The lighting dims once more and we're now suffused in a cosy, orange, night-light glow, prompting yawns all round.
Waldorf salad, ‘Rocket' with walnut, celery and grape, and ‘Twister'
A 'cloud' arrives with a pillow on top - this is 'Counting sheep', marking 'Bedtime - off to the land of nod', our penultimate course, an all-white assembly of double-milk ice and meringue, coconut ice-cream, steamed sponge and milk panna cotta.
'And then to dream' is our final course, called 'Like a kid in a sweetshop'. The petits fours trolley is an automaton with a traditional sweetshop frontage and a doll's house concealed within, complete with a faithful replication of Blumenthal's boyhood bedroom, and a chimney puffing smoke rings (you have to be there). The cost? £150,000.
The choice of petit fours that you choose will be personalised in future - how, Blumenthal isn't saying, but this is where advice from magicians Derren Brown and Chris Cox comes in, and a range of auto-suggestion techniques are currently being worked on.
"I want to take the sound element even further," promises Blumenthal. "'Sound of the sea' made me realise that we've got to start personalising. I don't mean customising a menu for each diner, but there's stuff we can do on the day. People will be able to choose their own soundscape."
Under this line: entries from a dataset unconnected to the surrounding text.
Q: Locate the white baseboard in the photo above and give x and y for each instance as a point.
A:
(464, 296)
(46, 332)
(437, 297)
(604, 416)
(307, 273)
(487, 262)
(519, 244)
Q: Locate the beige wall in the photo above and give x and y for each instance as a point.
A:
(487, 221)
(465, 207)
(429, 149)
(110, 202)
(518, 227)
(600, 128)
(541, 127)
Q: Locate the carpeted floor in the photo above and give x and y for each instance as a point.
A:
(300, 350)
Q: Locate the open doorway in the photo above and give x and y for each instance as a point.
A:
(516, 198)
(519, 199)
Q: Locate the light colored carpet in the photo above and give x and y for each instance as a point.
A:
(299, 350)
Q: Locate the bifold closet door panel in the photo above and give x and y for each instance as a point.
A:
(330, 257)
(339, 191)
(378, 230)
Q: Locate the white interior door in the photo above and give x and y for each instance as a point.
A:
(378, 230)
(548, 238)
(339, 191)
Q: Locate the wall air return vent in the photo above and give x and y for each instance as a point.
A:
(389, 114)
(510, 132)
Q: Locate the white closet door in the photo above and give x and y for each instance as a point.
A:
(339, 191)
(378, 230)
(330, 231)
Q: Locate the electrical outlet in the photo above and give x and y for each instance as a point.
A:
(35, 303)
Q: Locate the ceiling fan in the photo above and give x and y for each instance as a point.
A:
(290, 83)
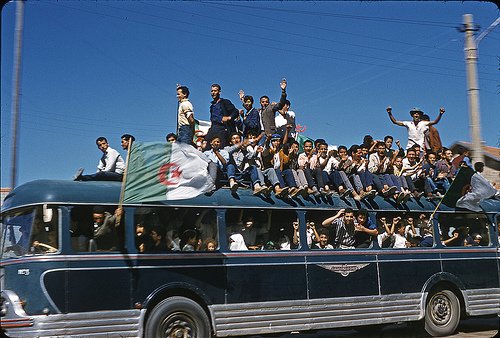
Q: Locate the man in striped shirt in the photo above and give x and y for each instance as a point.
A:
(343, 227)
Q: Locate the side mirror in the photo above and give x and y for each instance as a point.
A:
(47, 214)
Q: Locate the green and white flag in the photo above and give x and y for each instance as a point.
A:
(165, 171)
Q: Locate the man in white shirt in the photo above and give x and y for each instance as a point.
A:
(185, 116)
(417, 127)
(111, 165)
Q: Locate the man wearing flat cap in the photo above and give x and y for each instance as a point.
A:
(417, 127)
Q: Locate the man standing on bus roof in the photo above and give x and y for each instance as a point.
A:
(417, 127)
(222, 115)
(185, 116)
(268, 110)
(111, 165)
(344, 228)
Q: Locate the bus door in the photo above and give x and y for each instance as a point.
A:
(336, 273)
(406, 258)
(98, 272)
(469, 251)
(264, 262)
(178, 252)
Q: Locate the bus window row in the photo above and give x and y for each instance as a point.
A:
(166, 229)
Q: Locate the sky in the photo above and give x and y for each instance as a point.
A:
(106, 68)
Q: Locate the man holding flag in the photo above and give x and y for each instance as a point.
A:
(165, 171)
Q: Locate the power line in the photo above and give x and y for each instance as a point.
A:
(332, 30)
(347, 16)
(299, 34)
(271, 47)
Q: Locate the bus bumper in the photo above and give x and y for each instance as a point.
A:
(14, 322)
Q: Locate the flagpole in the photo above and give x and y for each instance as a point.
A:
(122, 191)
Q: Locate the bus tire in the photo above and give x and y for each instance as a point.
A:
(177, 317)
(442, 313)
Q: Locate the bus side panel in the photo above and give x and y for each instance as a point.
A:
(404, 271)
(341, 274)
(476, 268)
(35, 287)
(200, 273)
(265, 276)
(98, 285)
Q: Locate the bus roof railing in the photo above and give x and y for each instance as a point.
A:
(108, 192)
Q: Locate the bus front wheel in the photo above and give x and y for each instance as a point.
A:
(178, 317)
(442, 313)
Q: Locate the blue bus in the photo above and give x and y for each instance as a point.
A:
(74, 264)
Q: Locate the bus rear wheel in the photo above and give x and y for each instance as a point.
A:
(442, 313)
(178, 317)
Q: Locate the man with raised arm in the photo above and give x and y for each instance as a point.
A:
(268, 110)
(222, 115)
(417, 127)
(111, 165)
(344, 228)
(185, 116)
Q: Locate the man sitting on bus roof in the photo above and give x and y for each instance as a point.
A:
(111, 165)
(105, 224)
(344, 228)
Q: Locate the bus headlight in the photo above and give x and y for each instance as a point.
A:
(3, 306)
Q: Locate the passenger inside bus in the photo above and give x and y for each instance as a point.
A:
(175, 229)
(96, 229)
(323, 240)
(44, 234)
(264, 229)
(464, 229)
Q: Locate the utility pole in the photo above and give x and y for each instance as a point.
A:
(470, 50)
(16, 84)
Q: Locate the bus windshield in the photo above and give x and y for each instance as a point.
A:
(24, 232)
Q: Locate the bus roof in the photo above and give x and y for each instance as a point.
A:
(108, 192)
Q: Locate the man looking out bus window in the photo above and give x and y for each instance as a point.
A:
(105, 225)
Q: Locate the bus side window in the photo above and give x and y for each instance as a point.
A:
(161, 230)
(464, 230)
(319, 236)
(269, 230)
(404, 230)
(97, 229)
(44, 236)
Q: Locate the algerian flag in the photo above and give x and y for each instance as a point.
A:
(301, 139)
(165, 171)
(458, 187)
(480, 189)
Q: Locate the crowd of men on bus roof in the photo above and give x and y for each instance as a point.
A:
(259, 146)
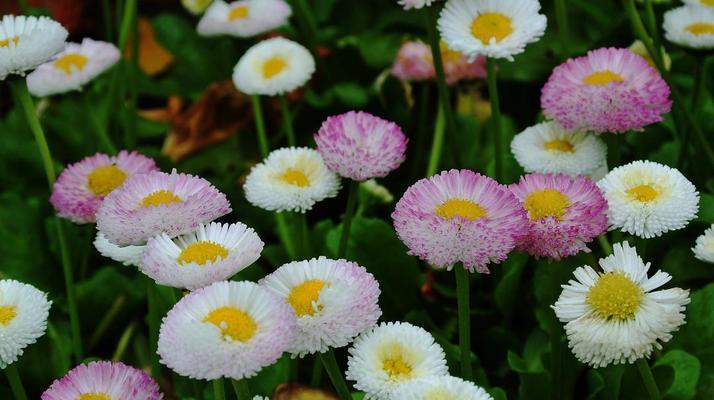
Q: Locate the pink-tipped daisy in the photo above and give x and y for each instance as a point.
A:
(103, 380)
(565, 214)
(149, 204)
(82, 186)
(360, 146)
(608, 90)
(459, 216)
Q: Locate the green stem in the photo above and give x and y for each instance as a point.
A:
(333, 371)
(464, 312)
(347, 219)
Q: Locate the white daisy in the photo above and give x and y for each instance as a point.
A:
(547, 148)
(273, 66)
(614, 317)
(690, 26)
(334, 300)
(214, 252)
(26, 42)
(244, 18)
(648, 199)
(290, 179)
(494, 28)
(440, 388)
(227, 329)
(23, 318)
(391, 355)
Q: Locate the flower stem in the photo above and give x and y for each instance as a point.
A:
(333, 371)
(464, 313)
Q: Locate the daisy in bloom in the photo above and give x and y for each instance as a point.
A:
(104, 380)
(156, 202)
(82, 186)
(26, 42)
(459, 216)
(614, 317)
(704, 248)
(565, 214)
(23, 318)
(549, 149)
(244, 18)
(393, 354)
(334, 300)
(608, 90)
(227, 329)
(690, 26)
(360, 146)
(73, 68)
(290, 179)
(648, 199)
(440, 388)
(494, 28)
(214, 252)
(273, 66)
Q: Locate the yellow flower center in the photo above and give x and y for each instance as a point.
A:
(273, 66)
(615, 296)
(302, 297)
(69, 62)
(602, 78)
(160, 198)
(489, 26)
(546, 203)
(234, 323)
(463, 208)
(102, 180)
(202, 252)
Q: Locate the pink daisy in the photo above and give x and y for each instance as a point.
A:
(459, 216)
(565, 213)
(103, 380)
(82, 186)
(608, 90)
(149, 204)
(360, 146)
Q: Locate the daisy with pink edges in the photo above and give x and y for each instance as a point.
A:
(459, 216)
(82, 186)
(104, 380)
(565, 214)
(607, 90)
(149, 204)
(360, 146)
Blumenthal has also bought the rights to Gene Wilder's 'Pure Imagination' from the movie Willy Wonka and the Chocolate Factory - though he's not sure yet where guests will hear it. "Imagination is more important than knowledge," he declares, quoting Einstein.
Wine at the Fat Duck
Where do you start when matching wine to the food at the Fat Duck? "I think our food is actually the easiest to match - the flavours are very precise and always clean," declares the Fat Duck's long-serving head sommelier Isa Bal.
"I like to take people out of their comfort zone. My aim is to surprise - it doesn't have to be wine, either," he adds.
Head sommelier Isa Bal
Indeed, the 10-strong wine pairing menu at the Fat Duck, which costs £155 per person and is chosen by a third of the guests, includes a classic martini, to pair with the 'Gazpacho of botanicals' and a junmai daiginjo sake for 'Sound of the sea'. Another third order wine by the bottle.
For this, Bal leads guests to the smart new first-floor cellar, where they can pluck their chosen bottle from the 750-bin list, while the final third choose from the daily changing by the glass selection and soft drinks - fresh juice is a big thing here.
"If I had to choose one bottle of wine, then I suggest choosing something you like that is high quality - but that doesn't mean expensive. It won't go with every dish, but you don't need to think too much about it. I say, just enjoy the wine," says Bal, who promises that he will open pretty much anything to serve by the glass, thanks to his Coravin wine preservation system.